Proschko, who participated in a Platner veterans town hall several weeks ago, told the story of their tattoos this way: “We went, we got matching tattoos that we pulled off the wall, or it was out of a book, I don’t remember. We thought it looked cool, something to commemorate what happened, all the people we lost in our unit in Ramadi.”
He noted he served with Platner, and did not live with him after, and would not have firsthand knowledge about how the Senate candidate had described the tattoo to people before running for office: “Whatever he said to somebody else after the fact, I have no fucking clue about,” Proschko said.
Platner denied Fifield’s claims Thursday evening in an interview with MS Now. “Anything alleging physicality, anything alleging that I knew what my tattoo was, these are the statements of someone who is politically motivated,” he said.
Elsewhere in the Times story, Fifield alleged that Platner had regularly grabbed her by the shoulders during their relationship, once yanked her out of a cab by her wrist, and once locked her in a bedroom during an argument, among other accusations.

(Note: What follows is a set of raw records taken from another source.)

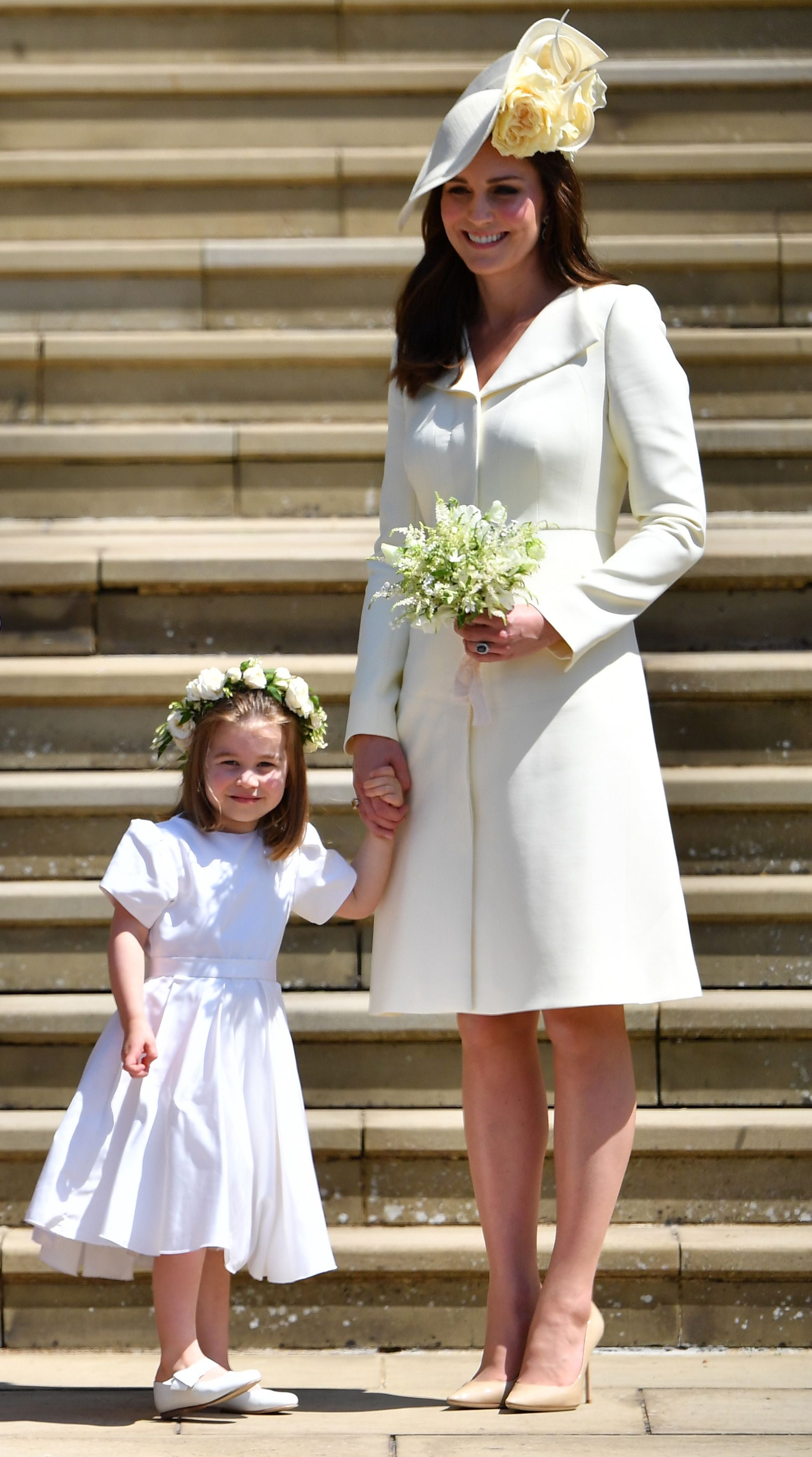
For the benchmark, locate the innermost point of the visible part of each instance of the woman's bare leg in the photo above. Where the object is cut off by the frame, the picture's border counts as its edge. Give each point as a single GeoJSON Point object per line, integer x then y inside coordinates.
{"type": "Point", "coordinates": [595, 1103]}
{"type": "Point", "coordinates": [213, 1309]}
{"type": "Point", "coordinates": [176, 1283]}
{"type": "Point", "coordinates": [506, 1134]}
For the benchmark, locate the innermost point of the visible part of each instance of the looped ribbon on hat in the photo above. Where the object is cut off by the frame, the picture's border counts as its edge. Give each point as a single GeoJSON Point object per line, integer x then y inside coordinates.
{"type": "Point", "coordinates": [468, 684]}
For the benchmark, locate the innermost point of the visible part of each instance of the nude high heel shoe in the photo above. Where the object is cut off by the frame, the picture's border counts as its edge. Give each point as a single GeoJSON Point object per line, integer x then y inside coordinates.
{"type": "Point", "coordinates": [484, 1396]}
{"type": "Point", "coordinates": [527, 1398]}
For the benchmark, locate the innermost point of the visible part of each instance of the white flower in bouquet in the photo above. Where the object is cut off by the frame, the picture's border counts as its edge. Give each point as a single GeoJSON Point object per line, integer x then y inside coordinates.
{"type": "Point", "coordinates": [468, 565]}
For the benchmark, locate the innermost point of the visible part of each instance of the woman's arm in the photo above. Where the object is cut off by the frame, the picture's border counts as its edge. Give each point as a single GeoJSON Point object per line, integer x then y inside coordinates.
{"type": "Point", "coordinates": [126, 964]}
{"type": "Point", "coordinates": [649, 414]}
{"type": "Point", "coordinates": [374, 860]}
{"type": "Point", "coordinates": [372, 733]}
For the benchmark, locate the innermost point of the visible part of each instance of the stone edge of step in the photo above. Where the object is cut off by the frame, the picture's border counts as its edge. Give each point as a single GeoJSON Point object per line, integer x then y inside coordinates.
{"type": "Point", "coordinates": [630, 1251]}
{"type": "Point", "coordinates": [344, 1016]}
{"type": "Point", "coordinates": [439, 1133]}
{"type": "Point", "coordinates": [388, 254]}
{"type": "Point", "coordinates": [379, 78]}
{"type": "Point", "coordinates": [308, 166]}
{"type": "Point", "coordinates": [321, 551]}
{"type": "Point", "coordinates": [343, 346]}
{"type": "Point", "coordinates": [320, 440]}
{"type": "Point", "coordinates": [149, 679]}
{"type": "Point", "coordinates": [116, 792]}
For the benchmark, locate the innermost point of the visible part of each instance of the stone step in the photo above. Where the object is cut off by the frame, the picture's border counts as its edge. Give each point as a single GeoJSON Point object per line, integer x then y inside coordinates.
{"type": "Point", "coordinates": [283, 375]}
{"type": "Point", "coordinates": [750, 932]}
{"type": "Point", "coordinates": [139, 193]}
{"type": "Point", "coordinates": [66, 825]}
{"type": "Point", "coordinates": [410, 1168]}
{"type": "Point", "coordinates": [316, 470]}
{"type": "Point", "coordinates": [57, 825]}
{"type": "Point", "coordinates": [155, 104]}
{"type": "Point", "coordinates": [98, 712]}
{"type": "Point", "coordinates": [721, 1286]}
{"type": "Point", "coordinates": [379, 30]}
{"type": "Point", "coordinates": [726, 1049]}
{"type": "Point", "coordinates": [703, 279]}
{"type": "Point", "coordinates": [297, 585]}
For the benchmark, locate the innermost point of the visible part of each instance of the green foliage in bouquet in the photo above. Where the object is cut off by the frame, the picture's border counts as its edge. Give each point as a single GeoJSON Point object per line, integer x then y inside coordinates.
{"type": "Point", "coordinates": [468, 565]}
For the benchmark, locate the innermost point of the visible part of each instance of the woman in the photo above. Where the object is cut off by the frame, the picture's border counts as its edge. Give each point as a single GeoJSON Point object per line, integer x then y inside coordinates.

The Times noted the paper “could not independently corroborate Ms. Fifield’s account of the altercations,” and that her friends “could not corroborate the physical altercations or the most controversial comments she described.”
Fifield did not immediately respond to Zeteo’s request for comment.
Zeteo has attempted to contact another woman who dated Platner and described his behavior as “unsettling” in the Times. Her home phone appears to be currently unavailable or disconnected.
Like Platner, Proschko said, “I too have PTSD. It changes your mental process. It’s something that is very difficult to work through, and he is somebody that has gone miles above anybody that’s even tried to better themselves. He’s not a fucking racist, he’s far from it.”
He added, “I don’t want to speak to any more reporters. That was over 20 years ago. We just got matching skull-and-crossbone tattoos that we thought looked cool in Croatia. Whatever happened after that, that’s everybody else’s fucking business.”